By Daniel Felman, Lead Data Scientist, SecBI

In Chinese philosophy, the Yin and Yang represent how seemingly adverse poles might actually complement one another and achieve harmony. In cybersecurity, this ancient philosophy perfectly represents the relationship between supervised and unsupervised machine learning. Supervised machine learning is mainly used for detection; while unsupervised machine learning is used for clustering. Whenever cybersecurity vendors provide a solution for one of the fronts in the cyber defense fortress, they tend to fall under one category, either supervised or unsupervised, as if they were independent solutions; when, in fact, these two can cooperate to achieve a common goal: to protect your whole network from sneaky intruders.

Supervised Machine Learning

Supervised machine learning is commonly implemented in cyber for phishing attack prevention, fraud detection, network traffic analysis and file scanning. Based on known malicious behavior, one is able to train an algorithm to automatically detect known incidents similar to the ones previously seen and occasionally, although infrequently, even malware it has never seen. But as technology evolves, so does hacking; new algorithms and techniques iteratively emerge to become unique and undetectable. Actually, every now and then, hackers make use of supervised machine learning themselves to learn how to identify and dodge vulnerabilities on all monitoring defense mechanisms; creating a cat and mouse game which is not scalable for any automated system.

Unsupervised Machine Learning

On the other hand, with unsupervised machine learning algorithms, one is able to associate and cluster together different communications based on similarities on their individual and collective behavior between users and destination hosts. Then, by learning baselines and deviations, not only does the algorithm become able to distinguish any abnormal behavior, but also conglomerate similar activities to organize all alerts and reduce noise. When translated to a product, this technique facilitates the day-by-day work of SOC teams by grouping together all the malicious activity generated from the same source as well as any other activity that behaves similarly; even identifying incidents in their early stages to be mitigated before they can do any harm. It is important to note, this unique capability is prone to false positive alerts whenever it encounters unusual cases – such as a software update or online streaming – unless it is done properly.

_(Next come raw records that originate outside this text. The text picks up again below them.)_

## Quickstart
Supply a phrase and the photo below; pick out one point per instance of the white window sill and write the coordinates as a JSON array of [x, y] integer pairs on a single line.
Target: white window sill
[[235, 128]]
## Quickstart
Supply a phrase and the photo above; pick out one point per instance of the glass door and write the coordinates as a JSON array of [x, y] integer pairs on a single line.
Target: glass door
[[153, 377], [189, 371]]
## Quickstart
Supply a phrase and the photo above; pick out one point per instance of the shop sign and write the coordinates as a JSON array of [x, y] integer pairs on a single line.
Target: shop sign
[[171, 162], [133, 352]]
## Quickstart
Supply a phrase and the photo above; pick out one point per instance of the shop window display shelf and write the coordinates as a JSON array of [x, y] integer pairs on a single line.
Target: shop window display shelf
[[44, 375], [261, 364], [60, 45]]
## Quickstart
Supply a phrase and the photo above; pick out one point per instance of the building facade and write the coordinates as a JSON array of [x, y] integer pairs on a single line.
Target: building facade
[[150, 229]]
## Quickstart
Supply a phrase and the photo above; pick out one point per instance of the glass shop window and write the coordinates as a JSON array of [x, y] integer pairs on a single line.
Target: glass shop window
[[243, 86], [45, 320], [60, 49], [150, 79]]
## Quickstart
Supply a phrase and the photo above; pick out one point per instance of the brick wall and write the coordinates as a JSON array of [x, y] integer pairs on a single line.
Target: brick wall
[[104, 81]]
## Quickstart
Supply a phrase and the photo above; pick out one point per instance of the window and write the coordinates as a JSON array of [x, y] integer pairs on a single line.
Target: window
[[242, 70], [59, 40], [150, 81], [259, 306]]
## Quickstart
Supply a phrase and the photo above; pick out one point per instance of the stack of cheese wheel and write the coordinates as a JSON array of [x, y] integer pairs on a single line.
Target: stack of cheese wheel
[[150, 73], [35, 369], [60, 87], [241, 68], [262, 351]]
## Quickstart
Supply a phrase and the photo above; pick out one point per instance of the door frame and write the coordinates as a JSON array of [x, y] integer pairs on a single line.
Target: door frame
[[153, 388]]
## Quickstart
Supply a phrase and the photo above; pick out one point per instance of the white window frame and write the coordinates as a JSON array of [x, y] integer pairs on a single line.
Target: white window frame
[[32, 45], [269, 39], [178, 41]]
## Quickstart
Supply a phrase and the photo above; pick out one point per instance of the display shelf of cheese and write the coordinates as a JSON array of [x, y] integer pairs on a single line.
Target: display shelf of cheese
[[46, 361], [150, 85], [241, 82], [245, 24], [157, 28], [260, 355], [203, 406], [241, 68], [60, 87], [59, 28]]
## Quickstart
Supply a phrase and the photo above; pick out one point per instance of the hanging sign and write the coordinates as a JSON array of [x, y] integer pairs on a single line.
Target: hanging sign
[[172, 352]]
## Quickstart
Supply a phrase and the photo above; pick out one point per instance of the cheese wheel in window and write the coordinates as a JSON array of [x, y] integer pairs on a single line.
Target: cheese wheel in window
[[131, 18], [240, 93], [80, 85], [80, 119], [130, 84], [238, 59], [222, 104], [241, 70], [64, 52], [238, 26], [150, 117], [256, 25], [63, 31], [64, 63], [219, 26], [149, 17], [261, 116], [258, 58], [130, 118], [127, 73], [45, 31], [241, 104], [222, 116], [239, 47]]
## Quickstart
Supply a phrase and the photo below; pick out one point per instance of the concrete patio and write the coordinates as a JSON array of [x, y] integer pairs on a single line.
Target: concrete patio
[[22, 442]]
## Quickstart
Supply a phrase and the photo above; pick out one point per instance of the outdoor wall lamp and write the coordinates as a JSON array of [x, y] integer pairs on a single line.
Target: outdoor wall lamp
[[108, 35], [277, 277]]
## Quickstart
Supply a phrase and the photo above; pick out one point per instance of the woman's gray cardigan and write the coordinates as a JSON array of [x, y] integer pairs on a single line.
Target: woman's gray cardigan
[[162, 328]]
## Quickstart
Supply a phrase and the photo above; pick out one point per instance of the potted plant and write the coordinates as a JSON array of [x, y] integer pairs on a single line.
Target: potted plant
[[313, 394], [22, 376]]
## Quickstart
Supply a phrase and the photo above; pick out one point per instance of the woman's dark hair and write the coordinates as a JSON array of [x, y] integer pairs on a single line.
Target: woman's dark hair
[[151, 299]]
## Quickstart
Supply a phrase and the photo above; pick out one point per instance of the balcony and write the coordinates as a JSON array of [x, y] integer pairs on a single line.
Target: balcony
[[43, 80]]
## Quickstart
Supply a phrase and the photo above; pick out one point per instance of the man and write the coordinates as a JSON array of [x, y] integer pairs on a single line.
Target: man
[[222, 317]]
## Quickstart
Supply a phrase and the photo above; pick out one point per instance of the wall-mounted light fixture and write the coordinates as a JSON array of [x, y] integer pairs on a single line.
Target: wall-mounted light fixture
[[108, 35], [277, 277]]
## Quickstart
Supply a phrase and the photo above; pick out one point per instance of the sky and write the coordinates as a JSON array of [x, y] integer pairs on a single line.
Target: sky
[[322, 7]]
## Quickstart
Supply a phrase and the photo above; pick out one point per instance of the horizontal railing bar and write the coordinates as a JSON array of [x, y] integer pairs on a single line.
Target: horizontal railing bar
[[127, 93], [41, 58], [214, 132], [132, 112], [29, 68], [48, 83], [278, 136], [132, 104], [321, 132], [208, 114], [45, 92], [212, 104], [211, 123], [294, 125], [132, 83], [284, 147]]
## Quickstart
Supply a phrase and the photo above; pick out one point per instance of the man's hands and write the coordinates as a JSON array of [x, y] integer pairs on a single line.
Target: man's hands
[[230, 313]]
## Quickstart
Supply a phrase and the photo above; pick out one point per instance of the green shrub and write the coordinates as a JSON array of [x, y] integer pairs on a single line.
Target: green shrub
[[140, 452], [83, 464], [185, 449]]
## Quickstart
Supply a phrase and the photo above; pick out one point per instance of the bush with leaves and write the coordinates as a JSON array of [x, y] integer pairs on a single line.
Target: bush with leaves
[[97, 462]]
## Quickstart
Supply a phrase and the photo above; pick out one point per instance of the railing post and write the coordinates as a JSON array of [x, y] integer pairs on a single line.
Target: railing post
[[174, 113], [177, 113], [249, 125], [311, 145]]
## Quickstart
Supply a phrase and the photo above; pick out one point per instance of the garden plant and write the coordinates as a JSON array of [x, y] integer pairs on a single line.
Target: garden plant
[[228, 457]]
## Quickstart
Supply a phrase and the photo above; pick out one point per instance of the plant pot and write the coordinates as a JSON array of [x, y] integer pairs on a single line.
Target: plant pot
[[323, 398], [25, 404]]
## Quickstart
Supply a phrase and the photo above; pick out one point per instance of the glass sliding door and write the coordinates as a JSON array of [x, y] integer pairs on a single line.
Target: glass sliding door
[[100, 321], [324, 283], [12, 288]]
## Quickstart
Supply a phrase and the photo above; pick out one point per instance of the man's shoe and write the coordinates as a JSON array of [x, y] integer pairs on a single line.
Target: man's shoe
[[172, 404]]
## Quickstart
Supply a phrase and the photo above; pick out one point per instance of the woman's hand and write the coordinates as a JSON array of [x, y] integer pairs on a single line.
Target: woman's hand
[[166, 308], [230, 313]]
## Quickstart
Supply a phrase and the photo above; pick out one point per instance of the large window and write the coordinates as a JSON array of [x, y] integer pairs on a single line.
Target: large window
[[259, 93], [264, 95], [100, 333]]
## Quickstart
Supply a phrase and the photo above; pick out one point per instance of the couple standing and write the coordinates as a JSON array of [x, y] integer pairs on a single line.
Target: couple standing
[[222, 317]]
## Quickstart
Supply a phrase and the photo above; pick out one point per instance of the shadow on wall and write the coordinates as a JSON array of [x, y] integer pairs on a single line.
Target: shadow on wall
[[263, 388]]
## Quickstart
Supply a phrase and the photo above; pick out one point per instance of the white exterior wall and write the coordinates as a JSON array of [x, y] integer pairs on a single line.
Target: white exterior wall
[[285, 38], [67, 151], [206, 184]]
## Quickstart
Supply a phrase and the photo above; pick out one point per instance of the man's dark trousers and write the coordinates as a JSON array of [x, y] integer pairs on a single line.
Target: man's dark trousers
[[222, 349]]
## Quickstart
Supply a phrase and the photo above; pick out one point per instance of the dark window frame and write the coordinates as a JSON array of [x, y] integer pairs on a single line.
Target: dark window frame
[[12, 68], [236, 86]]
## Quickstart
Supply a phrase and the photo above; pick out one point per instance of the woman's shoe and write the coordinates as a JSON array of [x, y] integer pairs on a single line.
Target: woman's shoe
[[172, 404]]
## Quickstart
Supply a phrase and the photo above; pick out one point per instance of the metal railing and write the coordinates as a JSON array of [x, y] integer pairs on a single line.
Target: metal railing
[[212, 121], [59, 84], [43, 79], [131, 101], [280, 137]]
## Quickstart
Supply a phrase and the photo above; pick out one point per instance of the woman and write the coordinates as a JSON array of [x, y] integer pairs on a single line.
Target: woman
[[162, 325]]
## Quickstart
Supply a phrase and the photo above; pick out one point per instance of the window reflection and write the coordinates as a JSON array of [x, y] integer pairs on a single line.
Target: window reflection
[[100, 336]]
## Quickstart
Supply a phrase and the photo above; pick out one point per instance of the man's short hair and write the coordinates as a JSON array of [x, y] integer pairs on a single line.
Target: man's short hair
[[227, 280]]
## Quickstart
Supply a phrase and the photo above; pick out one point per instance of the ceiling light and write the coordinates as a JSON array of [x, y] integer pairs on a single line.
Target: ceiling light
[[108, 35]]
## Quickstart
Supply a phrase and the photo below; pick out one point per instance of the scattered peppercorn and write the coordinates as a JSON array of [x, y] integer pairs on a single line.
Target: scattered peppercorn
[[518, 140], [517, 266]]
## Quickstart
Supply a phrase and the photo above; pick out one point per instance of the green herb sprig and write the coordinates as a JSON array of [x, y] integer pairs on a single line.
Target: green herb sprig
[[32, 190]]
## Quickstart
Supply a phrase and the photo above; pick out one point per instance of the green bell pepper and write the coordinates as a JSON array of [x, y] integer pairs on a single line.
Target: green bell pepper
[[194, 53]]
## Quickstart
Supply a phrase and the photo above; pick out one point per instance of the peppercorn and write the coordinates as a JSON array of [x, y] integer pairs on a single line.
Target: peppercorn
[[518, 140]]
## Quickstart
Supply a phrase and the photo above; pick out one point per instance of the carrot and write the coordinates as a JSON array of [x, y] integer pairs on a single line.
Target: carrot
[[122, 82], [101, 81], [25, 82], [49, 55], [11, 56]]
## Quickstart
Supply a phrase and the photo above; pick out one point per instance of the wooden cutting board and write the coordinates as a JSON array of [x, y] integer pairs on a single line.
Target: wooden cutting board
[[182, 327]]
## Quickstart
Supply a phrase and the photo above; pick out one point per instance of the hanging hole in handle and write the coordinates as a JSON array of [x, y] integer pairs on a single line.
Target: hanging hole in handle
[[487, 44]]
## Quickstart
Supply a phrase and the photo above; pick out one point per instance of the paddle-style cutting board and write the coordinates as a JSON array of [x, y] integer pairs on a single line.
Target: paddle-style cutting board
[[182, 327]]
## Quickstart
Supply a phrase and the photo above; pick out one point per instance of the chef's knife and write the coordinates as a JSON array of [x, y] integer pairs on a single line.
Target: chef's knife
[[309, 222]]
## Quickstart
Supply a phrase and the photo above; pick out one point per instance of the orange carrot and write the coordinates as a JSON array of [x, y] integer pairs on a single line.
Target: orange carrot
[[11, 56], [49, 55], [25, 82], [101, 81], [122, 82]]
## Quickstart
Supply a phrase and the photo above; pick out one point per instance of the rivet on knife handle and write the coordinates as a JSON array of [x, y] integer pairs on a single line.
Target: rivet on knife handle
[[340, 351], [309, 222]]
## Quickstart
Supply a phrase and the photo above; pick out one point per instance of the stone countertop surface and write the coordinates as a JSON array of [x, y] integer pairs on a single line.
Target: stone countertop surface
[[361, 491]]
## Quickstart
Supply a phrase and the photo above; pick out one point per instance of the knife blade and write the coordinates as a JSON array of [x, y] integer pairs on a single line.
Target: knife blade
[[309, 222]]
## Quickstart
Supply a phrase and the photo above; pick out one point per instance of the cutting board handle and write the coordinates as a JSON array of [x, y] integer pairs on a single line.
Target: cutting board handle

A New Solution: Semi-Supervised Machine Learning

In cybersecurity, these two machine learning branches can beautifully complement each other in cycles.
To start, basic profiles are extracted from all sources, destinations, and communications between them using supervised machine learning. Then, the first clustering – unsupervised – iteration is performed based on these individual properties. After that, another supervised round of detection is run; but this time extracting more meaningful -cumulative- behavior indicators from the clustering arrangement. The cycle continues with another clustering run taking into account all the detections found so far.
In other words, whenever the supervised machine learning algorithm runs, it generates new analytics that can be used by the unsupervised machine learning. And whenever the unsupervised machine learning algorithm runs, it collects the analyzed entities (for example, the network traffic between a user to a destination host) and rearranges them into new clusters, which can be analyzed again by the supervised algorithm to find suspicious activity from the new collective properties. This cycle goes on until the harmonic sweet spot is found. In conclusion, it is safe to assert that when used together, supervised and unsupervised machine learning complement and strengthen each other, like Yin and Yang, and should be utilized as such.